Rayloveshiswife said:


> . If both spouses are committed and willing to admit and work to change their faults, real and lasting change is possible.
> _Posted via Mobile Device_


So simple, yet so profound. Congrats and thank you.


----------



## Mr The Other (Feb 1, 2014)

Just to add to the chorus of approval. 

It is also very decent that you note the mutual contribution. Too often there is false humility in a story of how someone saves their marriage and they are now better than you. This post however, really does have a true spirit of kindness and humility.


----------



## stanish73 (Jan 24, 2014)

just read this - i've posted how i'm fed up with my marriage and this certainly got me thinking.


----------



## Rayloveshiswife (Sep 25, 2013)

Xenote said:


> So since this all began with a forgetful birthday on her part....how was your birthday this year.


I'm really not much of a birthday person. If you remember it, get me a card and maybe a simple gift, I'm good. This year she walks up to me with a card and a bag of jolly rancher jelly beans. It's one of those blank cards you write what you want in. All it says is Follow Me. I look up and she's walking away. At that point I noticed that the her oversize comfy football jersey she was wearing, was all she was wearing. You can use your imagination as to what happened next. 

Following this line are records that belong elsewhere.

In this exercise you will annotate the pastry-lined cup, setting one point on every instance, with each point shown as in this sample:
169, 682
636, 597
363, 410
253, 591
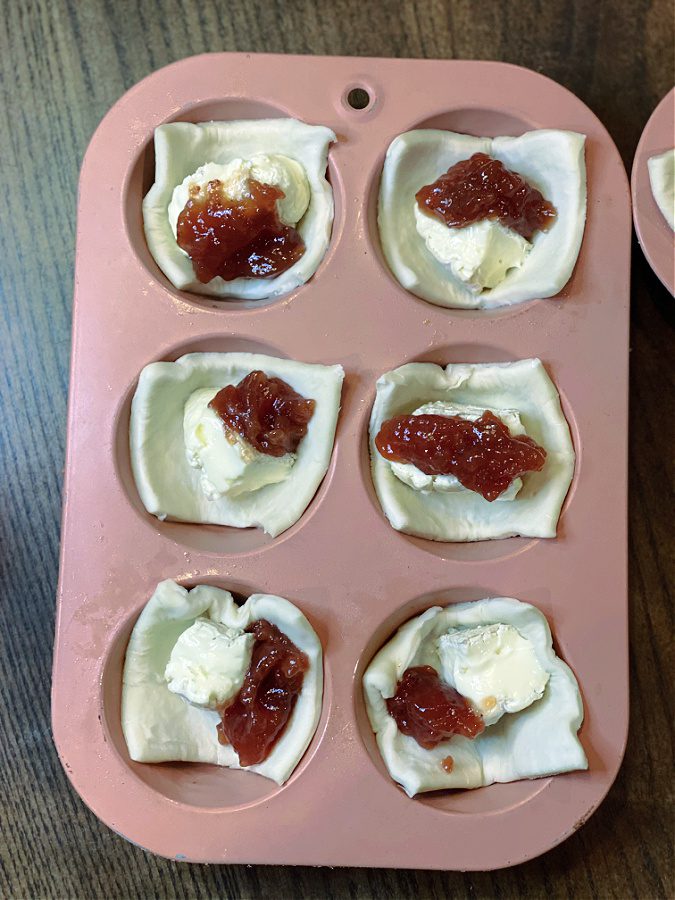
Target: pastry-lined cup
182, 147
160, 726
550, 160
465, 515
169, 486
540, 740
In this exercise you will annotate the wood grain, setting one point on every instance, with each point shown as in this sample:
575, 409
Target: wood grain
63, 64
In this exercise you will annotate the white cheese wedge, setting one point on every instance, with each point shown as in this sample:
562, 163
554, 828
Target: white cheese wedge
522, 386
420, 481
208, 663
160, 725
479, 255
170, 487
494, 667
228, 464
183, 148
551, 161
539, 740
276, 170
662, 180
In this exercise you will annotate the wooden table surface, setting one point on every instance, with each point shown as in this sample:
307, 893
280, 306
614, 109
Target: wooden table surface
64, 63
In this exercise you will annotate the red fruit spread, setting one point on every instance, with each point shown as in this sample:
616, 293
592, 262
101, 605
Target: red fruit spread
257, 717
483, 188
482, 455
266, 412
237, 238
429, 710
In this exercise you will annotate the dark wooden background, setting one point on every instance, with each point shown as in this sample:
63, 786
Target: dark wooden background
63, 64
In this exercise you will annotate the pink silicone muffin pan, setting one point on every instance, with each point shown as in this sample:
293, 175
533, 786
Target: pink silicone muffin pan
354, 577
654, 234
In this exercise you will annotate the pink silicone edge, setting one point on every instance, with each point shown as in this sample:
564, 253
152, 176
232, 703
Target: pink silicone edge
353, 576
655, 235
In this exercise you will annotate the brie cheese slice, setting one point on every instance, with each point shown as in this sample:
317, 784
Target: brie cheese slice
540, 739
662, 180
522, 386
161, 726
183, 148
479, 255
552, 161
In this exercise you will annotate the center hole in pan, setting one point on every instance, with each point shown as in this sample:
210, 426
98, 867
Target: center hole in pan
358, 98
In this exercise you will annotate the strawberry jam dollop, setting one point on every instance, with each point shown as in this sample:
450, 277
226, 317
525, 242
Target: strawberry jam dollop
431, 711
482, 455
266, 412
483, 188
258, 715
237, 238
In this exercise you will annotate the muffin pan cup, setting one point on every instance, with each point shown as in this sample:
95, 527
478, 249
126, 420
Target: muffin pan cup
353, 576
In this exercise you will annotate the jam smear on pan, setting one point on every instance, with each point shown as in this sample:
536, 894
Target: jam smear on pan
482, 455
431, 711
237, 238
266, 412
483, 188
257, 717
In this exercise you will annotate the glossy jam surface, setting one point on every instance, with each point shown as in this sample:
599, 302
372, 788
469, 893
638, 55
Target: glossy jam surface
237, 238
266, 412
482, 455
429, 710
448, 764
258, 715
483, 188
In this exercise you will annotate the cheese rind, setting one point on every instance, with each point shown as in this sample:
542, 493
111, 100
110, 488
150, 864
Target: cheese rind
169, 486
494, 667
480, 255
280, 171
208, 663
662, 181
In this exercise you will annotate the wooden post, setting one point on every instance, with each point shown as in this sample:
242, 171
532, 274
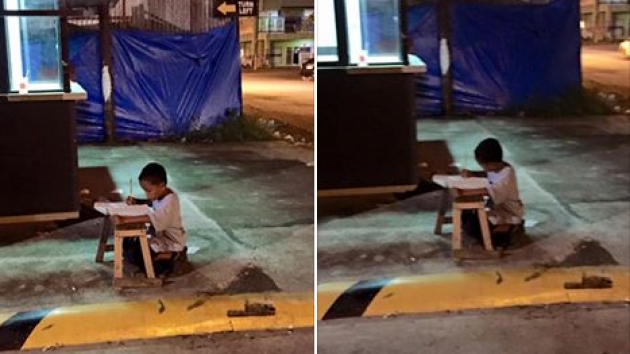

Thanks guys for all the nice comments. I truely believe this only happened because I stepped out and took the lead without even asking her follow. I used to have bad issues with porn and masterbation, was a control freak and had an anger management problem to boot. All of this is in the past now. Looking back I am truely ashamed of who I used to be. If you had told me a few years ago that in the future we'd be having sex several times a week or that I'd miss my wife when I'm gone overnight (im a truck driver), I would have told you your crazy, but all that and so much more is true. Hell, one year ago we had sex every 6-8 weeks and she rarely let me see her naked. Now if I kiss her juuuust right, her clothes practically fall off. Coolest trick I've ever seen. Don't get me worong, she's still much lower desire than me. But I know how to turn that desire on in a second. 

Here's a cool idea guys & gals that went over big with my wife. Send your wife/husband an invitation on face book to a sexy evening just for the two of you. In mine I described in detail all the things I wanted to do to her sexually. Don't you know she got home an hour early from work that day.
_Posted via Mobile Device_


----------



## heartsbeating (May 2, 2011)

I don't even want to know what happened with those jelly beans!


----------



## Rayloveshiswife (Sep 25, 2013)

heartsbeating said:


> I don't even want to know what happened with those jelly beans!


Lol, dude I'm not wasting jolly rancher jelly beans, those things are too hard to find. Besides, we've got other forms of entertainment. 

Ray
_Posted via Mobile Device_


----------



## devotion (Oct 8, 2012)

I'm pretty sure I had taken one of your earlier posts, Rayloveshiswife, and sent it to my girlfriend via email saying this guy really understands what we need to think about in our relationships. Reading your updates made me resend that post to her again, saying 'read this'. I especially agree about the comment about change. My girlfriend is willing to change, but almost too much so - she offers to change because I ask her to, not because she actually wants to. To make it stick, she has to either agree with me the change is necessary, or not do it. It goes both ways, she asks me to change and I can only make the change work if I agree she's right (and mostly she is). 

Anyway, also glad to hear a happy story.


----------